Autism Diagnosis by Eye Tracking

The method
of ET was successful in detecting autism symptoms in infants at the age of six
months. Klin and Jones have developed a measure which was compounded by frames
and attention funnels (Klin and Jones, 2006). They first tracked a “typical”
two years age child’s eyes (sample size is 35). They then
tracked a two-year-old child with an autism disorder by letting them both watch a
video.

It was noted that the “typical” child focused on
the little scenes of fights in the video while the child with autism focused on
the opening and closing of the door in the same scenes. Klin and Jones then developed
a growth eye fixation chart or the focus percent of the eye for ages two,
three, four, five, six and nine months until the age of twenty-four months. It was observed
that typical children focused on peoples’ eyes initial times by the time it
remains stable. For babies with autism spectrum, it started high up and mild
orientation with people but no traction, then a free fall. They then used the
data to look six months’ infants and concluded that the eye fixation for the
two groups (the typical child and the child with autism disorder) could easily be separated. Also, that measure with other similar
measurements can be useful in identifying autism conditions early in life. When
compared to early times, it is thus not necessary to wait until a child is two
years old or more for autism disorders to emerge for diagnosis. Klin adds that
we need to provide this technology to clinics or hospitals; it needs to be
eligible for everyone because science has meaning if only it has utility for
society. However, the technique is relatively expensive and difficult to learn
as well. Not every person can work with eye trackers due to certain attributes
associated with it, such as long eyelashes.
It is also relatively difficult to interpret the data in this technique because
eye movements are often non-intentional.
Thus, careful interpretation is necessary to avoid unwanted user action
responses (Navalpakkam &
Churchill, 2014).Whereas;
the main point of tracking the eyes to reveal subconscious movement of an eye,
to providing objective measures rather than subjective ones thus
non-intentional movement can be considered as beneficial.
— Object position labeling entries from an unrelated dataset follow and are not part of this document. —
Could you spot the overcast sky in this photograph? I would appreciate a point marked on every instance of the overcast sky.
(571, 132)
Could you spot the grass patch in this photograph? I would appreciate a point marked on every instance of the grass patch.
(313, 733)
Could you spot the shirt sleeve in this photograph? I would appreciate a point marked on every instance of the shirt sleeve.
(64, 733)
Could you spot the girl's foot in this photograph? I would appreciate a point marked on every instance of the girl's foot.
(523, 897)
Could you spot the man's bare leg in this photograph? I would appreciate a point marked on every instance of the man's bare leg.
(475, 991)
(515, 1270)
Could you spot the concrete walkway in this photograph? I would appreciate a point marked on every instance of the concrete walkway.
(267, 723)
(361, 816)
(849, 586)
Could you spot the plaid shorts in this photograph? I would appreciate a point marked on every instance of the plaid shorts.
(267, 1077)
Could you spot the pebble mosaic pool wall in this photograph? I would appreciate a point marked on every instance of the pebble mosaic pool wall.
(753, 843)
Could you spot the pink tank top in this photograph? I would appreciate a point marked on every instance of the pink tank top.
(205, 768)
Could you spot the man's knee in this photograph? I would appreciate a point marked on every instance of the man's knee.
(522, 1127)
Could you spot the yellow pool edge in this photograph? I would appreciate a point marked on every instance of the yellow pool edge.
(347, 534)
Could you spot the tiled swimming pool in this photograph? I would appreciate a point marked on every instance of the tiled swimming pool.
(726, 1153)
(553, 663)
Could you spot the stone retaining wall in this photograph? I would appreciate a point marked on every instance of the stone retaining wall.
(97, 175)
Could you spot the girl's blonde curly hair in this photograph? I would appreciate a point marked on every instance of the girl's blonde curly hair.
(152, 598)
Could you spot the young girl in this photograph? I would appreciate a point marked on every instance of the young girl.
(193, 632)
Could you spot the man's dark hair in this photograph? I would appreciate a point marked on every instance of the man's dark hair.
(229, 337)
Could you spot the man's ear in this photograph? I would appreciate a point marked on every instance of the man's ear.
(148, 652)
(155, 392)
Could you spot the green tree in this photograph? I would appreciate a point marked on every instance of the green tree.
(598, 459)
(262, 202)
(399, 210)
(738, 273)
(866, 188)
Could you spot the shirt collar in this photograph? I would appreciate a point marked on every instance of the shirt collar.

In addition, ET allows us to quantify visual attention when we
compare to other techniques because as it objectively monitors what, when and
where people look at.

 Moreover, by ET, Klin and colleagues supported
their hypothesis by tracking the above, below or average attention in the
scenes which exist in children with autism and they made it possible to obtain
objects that are overlooked and ignored.

In terms
of diagnosing autism in infants, the study of ET in infants through corneal
reflections has been successful. It involved the study of gaze performances in
infants as well as estimation of gaze location with a high accuracy of infrared reflection. It’s
suggested that the early symptom of autism can be found in brain activity level
rather than behavioral level. Thus, in addition to Klin and Warren’s study, the
study by Chawarska et al.’s demonstrates that, behavioral signs of ASD
are present in early six months of age, which is suitable to the earliest age
that brain-based markers have been identified (Chawaska, Macari,
Dicinola, & Shic, 2016). The most positive aspect
of ET over other methods is that it has the ability to capture the dynamics of
gaze behavior, even though the experiment is conducted in complicated
environments. In a social interaction, correct timing of gaze is likely to be
critical, and a slight delay may mean missing important information, which will
reduce the observer’s chances to engage in meaningful interactions with other
people (Falck-Ytter, Bölte, &
Gredeback, 2013).

Outlook

We can
conclude that the ET technology is useful
in diagnosing autism spectrum for individuals, but especially for infants. Although
there are strengths about ET and autism predictive measures, some aspect of
autism remains to be explored. For instance, children with autism spectrum have
poor imitation and linguistic ability, but little research has been so far on
imitation capabilities and linguistic ability of children. Further goal needs to evaluate eye tracking in
terms of rehabilitation methods and diagnostic strategies to enrich both
literature and clinical settings (Kok & Jarodzka, 2016).